I won’t dwell on the fact because it’s tangential here, but this song is classic BC Chinook Jargon in that it includes a recently borrowed & more precise English word ‘leave’, replacing the old Jargon másh.
Haias lele naika sick tumtum,
hayas-líli náyka sík-tə́mtəm,
very-long.time I hurt-heart,
‘A long time I felt unhappy,’
DDR: ‘For a long time I’ve been sad,’
Pe okok sun elip haias k’al,
pi úkuk-sán íləp-hayas-q’ə́l,
and/but this-day most-very-hard,
‘But to-day is the hardest day,’
DDR: ‘But today is the toughest,’
Kada Entelplaize yaqka leave naika.
qʰáta  entəlplayz*  yáx̣ka lív nayka[.]
how Enterprise it leave me
‘For the Enterprise has left me.’
DDR: ‘How is it that the Enterprise could leave me?’
Comments on song #9:
qʰáta  — this word, in my experience, never functions to express ‘because; for’, as Boas takes it. Instead, as my dissertation shows, in BC Jargon it’s an expression of wonderment. (Which helps explain why a few older commentators claimed qʰáta means ‘why’, a concept that has notoriously varying expression among Jargon dialects.)

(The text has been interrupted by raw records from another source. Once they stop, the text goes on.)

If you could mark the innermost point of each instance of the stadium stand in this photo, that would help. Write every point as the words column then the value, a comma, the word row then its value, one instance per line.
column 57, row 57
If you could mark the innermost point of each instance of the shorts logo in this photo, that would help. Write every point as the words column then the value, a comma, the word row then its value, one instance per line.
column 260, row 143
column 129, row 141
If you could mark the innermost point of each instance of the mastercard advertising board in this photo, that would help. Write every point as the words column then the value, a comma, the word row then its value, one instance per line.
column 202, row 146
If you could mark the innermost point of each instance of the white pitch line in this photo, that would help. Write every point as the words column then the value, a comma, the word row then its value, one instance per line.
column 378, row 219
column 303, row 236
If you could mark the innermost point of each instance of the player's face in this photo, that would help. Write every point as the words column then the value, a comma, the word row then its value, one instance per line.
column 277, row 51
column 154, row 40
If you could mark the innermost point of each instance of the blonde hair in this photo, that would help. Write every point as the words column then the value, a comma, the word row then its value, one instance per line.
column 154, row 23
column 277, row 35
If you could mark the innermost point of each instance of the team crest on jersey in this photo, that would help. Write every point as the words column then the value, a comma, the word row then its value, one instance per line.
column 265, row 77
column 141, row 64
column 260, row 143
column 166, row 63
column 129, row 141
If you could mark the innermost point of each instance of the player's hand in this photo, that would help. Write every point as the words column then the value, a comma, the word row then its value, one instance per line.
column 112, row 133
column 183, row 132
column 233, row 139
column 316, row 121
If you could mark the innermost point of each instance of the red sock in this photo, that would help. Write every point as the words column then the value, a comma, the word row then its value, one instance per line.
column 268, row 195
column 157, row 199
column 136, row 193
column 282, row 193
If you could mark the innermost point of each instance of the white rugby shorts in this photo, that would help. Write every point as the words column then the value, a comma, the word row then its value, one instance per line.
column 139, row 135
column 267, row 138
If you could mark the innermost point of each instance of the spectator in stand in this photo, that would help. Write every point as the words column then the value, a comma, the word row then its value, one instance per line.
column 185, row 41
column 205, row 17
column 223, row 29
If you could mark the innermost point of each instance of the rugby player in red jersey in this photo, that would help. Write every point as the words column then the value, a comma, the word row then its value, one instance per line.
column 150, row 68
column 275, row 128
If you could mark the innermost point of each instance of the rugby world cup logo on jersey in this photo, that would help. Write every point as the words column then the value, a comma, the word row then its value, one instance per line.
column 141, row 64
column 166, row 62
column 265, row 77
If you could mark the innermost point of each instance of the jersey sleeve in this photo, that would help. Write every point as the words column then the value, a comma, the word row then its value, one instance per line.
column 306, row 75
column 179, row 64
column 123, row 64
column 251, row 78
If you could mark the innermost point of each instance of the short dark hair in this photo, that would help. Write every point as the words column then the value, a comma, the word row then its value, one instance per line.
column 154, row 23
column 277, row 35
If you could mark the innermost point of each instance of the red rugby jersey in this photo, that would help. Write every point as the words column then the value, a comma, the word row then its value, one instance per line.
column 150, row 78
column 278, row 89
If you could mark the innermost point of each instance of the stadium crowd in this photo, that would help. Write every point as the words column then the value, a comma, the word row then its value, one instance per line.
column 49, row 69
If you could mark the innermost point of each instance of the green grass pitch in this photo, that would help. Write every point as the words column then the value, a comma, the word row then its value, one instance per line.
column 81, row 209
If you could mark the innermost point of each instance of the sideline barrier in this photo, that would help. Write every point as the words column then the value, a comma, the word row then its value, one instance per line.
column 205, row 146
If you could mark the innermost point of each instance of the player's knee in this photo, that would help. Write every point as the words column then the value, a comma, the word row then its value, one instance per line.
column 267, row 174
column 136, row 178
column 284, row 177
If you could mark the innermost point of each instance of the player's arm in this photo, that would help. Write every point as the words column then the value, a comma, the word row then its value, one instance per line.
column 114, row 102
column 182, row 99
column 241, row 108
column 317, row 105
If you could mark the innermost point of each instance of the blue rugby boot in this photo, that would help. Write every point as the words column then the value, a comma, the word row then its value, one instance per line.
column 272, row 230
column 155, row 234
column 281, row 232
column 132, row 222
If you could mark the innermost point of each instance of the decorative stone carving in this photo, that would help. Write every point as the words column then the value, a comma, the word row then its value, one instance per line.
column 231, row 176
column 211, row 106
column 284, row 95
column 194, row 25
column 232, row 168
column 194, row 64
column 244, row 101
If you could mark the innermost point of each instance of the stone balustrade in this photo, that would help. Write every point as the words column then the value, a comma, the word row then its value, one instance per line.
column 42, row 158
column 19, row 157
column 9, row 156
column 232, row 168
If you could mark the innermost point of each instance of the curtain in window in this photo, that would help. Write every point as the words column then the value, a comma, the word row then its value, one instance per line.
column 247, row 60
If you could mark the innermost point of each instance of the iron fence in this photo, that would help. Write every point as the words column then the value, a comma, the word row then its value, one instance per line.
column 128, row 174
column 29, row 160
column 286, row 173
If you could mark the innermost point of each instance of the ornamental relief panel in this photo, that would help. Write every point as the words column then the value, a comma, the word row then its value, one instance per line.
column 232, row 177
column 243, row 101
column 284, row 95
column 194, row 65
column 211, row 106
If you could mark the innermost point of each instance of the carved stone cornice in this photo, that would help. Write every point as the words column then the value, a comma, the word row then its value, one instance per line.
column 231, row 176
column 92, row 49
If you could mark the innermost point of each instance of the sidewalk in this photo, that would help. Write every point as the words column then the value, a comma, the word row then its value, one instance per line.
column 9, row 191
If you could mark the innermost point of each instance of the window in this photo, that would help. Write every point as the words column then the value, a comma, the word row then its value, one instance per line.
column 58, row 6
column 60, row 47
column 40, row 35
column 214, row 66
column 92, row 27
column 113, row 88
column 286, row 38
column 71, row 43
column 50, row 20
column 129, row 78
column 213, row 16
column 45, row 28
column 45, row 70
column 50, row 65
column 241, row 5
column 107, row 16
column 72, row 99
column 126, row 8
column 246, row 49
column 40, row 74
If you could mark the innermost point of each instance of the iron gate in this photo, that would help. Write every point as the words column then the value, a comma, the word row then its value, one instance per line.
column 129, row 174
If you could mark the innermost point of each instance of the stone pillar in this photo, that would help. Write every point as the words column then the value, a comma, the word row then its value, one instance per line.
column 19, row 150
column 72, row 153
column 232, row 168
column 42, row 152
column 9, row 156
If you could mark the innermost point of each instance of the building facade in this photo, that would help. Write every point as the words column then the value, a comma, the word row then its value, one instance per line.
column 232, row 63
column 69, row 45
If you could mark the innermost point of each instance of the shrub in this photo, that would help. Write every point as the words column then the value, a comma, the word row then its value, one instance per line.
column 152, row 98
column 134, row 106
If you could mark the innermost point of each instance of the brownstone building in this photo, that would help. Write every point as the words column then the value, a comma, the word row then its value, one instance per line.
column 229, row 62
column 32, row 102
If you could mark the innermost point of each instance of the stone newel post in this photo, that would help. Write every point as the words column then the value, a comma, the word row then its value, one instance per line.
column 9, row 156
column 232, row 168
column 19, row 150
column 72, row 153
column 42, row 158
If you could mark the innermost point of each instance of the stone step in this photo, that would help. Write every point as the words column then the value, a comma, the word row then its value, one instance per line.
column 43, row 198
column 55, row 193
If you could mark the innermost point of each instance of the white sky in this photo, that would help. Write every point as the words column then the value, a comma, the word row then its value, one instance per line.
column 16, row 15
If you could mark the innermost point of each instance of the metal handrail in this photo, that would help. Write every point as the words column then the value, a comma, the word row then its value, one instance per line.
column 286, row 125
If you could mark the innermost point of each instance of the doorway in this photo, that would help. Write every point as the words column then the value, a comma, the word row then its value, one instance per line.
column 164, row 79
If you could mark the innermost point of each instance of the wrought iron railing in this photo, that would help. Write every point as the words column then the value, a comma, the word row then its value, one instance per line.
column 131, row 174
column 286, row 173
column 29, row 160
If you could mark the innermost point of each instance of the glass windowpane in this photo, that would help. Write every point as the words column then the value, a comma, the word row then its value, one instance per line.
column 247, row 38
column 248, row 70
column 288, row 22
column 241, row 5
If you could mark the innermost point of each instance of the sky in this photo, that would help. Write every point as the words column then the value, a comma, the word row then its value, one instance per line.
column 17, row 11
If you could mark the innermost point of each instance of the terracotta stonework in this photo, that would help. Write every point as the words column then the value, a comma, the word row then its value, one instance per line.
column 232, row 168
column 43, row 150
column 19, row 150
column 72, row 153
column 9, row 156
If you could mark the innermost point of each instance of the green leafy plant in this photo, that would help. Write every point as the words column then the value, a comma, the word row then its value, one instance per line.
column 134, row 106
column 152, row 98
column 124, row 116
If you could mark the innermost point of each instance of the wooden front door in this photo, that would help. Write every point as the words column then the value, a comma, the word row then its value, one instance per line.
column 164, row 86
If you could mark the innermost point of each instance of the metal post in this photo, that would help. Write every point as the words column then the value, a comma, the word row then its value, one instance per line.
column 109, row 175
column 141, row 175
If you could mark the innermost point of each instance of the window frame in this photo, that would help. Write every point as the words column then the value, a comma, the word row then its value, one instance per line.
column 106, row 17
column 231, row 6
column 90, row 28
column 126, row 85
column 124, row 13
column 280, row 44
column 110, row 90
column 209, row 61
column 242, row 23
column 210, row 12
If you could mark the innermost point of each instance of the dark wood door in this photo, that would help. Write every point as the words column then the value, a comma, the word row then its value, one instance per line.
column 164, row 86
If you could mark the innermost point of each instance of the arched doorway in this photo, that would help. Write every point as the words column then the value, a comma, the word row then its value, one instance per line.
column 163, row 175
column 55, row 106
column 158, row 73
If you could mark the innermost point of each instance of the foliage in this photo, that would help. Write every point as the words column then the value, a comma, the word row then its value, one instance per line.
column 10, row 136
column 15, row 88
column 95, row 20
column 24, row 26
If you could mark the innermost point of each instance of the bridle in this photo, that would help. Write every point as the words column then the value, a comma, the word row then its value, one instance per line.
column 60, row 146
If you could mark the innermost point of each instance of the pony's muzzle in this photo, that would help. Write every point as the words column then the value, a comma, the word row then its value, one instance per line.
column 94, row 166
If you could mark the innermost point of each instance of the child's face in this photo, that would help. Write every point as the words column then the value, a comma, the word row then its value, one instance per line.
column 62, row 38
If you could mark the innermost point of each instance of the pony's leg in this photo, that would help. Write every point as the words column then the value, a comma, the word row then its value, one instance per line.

 I can’t really dispute that the Enterprise was a pelagic seal-hunting vessel, but so far my poking around in old BC newspapers of the time has only revealed a (passenger) steamer of that name, which would paint a somewhat different picture from the background Boas describes. (Okay, I have to admit I’ve got some improving to do in my maritime research skills.)
Summary of song #9:
Boas does a good job putting across the sense of the lyrics. It’s just the one word in the last line that seems to have thrown him into a more impressionistic than accurate translation.